The purpose of the changes was to reduce fishing pressure on whitebait, ensuring the sustainability of whitebait fishing.
Minister Sage said, "New Zealanders want to ensure that whitebait numbers flourish, while maintaining a healthy fishery long-term. It really is important that as many people as possible submit on the proposals I have outlined."
Submissions were due to close on March 2, but because she wanted to "ensure we hear from as many New Zealanders as possible", the consultation period was extended to March 16.
Controversy on the topic sparked comments made by a Southland Fish and Game councillor at a public meeting on the proposed changes in Invercargill, where Cr Ken Cochrane said the whitebait working group that had input on the changes was influenced by "chick scientists" from the Department of Conservation.
While fellow councillors asked for his resignation last week, he refused to step down.

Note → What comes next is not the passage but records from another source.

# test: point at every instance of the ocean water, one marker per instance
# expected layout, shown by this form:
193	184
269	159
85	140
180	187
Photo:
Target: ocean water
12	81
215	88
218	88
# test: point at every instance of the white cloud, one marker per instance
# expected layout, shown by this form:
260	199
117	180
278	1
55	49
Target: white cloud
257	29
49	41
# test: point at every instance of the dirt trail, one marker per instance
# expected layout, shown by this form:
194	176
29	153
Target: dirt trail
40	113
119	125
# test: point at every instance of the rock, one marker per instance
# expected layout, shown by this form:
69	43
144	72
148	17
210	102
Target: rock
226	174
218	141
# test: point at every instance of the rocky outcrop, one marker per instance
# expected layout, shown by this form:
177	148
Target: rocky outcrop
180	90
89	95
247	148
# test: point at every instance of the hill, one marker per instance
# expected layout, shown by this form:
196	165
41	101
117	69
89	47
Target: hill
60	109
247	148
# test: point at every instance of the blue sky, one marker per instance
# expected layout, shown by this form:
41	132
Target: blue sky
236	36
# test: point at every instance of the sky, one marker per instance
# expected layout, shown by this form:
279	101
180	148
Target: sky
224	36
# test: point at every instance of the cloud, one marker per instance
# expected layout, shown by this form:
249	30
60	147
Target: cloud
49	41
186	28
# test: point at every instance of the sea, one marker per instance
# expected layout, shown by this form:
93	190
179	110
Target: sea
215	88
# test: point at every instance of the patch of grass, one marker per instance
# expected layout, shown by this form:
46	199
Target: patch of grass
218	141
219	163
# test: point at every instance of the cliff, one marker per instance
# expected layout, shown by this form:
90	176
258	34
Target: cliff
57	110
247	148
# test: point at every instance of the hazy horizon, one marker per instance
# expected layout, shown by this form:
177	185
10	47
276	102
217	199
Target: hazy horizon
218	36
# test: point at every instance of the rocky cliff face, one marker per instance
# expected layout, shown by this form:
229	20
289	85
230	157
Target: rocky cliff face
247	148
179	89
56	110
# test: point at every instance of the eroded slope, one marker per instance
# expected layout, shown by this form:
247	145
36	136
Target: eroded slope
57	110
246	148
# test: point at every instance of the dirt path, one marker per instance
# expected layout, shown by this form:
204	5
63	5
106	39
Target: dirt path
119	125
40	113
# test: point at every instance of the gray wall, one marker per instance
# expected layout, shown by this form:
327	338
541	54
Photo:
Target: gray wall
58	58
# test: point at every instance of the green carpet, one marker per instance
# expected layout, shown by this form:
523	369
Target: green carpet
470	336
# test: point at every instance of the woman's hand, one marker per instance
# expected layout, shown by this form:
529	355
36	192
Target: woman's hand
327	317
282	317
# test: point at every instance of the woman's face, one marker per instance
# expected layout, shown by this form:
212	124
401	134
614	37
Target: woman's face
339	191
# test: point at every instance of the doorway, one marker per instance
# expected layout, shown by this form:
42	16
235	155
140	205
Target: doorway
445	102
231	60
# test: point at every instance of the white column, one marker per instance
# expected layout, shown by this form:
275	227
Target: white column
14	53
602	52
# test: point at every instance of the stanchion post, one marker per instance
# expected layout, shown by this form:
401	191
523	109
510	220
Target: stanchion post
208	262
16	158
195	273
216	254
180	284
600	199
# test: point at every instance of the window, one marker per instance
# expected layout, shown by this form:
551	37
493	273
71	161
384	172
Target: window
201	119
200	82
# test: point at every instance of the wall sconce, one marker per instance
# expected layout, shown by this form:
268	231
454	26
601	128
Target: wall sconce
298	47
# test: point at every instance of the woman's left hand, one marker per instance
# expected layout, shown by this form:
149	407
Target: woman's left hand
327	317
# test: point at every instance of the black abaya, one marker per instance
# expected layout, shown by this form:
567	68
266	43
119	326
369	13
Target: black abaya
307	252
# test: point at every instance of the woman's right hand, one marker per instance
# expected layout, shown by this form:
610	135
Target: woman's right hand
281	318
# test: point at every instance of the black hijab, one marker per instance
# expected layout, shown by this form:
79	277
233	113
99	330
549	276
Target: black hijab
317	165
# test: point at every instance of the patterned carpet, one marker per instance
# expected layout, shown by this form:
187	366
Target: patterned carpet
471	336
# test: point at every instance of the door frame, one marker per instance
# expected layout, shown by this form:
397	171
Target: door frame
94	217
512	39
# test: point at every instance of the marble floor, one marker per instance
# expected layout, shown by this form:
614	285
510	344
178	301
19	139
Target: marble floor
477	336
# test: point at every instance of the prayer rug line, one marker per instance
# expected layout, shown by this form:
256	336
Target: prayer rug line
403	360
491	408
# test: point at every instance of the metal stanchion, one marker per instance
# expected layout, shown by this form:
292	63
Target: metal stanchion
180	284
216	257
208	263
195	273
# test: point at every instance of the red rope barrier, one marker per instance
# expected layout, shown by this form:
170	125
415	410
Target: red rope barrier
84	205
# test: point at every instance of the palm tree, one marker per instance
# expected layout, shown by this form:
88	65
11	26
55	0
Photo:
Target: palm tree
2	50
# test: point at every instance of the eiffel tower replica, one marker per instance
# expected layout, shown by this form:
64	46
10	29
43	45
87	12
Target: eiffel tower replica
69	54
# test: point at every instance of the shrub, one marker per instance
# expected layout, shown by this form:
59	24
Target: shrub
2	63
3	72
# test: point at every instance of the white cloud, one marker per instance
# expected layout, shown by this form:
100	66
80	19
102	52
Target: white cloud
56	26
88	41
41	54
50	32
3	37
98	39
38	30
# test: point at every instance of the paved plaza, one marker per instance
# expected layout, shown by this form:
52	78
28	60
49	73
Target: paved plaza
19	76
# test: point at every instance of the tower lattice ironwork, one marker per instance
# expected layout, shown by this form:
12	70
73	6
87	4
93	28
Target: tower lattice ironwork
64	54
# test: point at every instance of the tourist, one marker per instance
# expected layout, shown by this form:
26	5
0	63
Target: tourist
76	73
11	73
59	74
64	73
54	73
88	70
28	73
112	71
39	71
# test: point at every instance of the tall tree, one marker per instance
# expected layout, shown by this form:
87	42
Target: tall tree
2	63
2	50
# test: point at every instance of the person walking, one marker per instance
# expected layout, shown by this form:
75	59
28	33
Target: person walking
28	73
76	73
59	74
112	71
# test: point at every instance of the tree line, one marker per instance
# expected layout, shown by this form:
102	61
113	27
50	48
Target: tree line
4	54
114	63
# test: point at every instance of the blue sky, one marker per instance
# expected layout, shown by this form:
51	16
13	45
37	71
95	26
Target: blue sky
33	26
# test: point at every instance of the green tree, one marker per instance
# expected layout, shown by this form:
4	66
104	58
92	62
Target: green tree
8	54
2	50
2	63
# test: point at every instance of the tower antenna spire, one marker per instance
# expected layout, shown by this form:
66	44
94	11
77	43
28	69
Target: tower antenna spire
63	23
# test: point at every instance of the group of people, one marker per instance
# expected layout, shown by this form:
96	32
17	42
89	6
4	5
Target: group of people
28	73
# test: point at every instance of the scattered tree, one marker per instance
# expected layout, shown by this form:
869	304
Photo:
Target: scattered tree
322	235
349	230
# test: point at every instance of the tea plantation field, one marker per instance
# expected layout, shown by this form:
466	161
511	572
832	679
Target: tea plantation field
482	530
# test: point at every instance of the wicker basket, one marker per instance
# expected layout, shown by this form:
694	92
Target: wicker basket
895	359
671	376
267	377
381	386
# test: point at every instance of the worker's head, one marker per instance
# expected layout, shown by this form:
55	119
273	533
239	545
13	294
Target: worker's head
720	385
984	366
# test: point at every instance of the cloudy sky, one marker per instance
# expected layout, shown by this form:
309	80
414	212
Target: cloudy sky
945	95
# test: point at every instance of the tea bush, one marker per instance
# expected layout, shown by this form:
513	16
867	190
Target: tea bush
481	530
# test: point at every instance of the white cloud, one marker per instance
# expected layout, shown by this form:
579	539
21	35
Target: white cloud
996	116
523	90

Council chairman Graeme Watson said he had no further comment but the issue would come up at the next meeting on March 19.
Minister Sage told the Otago Daily Times on Tuesday, "I am confident that Southland Fish and Game can resolve the issue with Mr Cochrane, however if they wish to formally request my assistance, I would consider any such request."
She previously called his comments sexist and patronising, and said Doc freshwater scientists doing their job, consulting stakeholders on whitebait management, deserved better.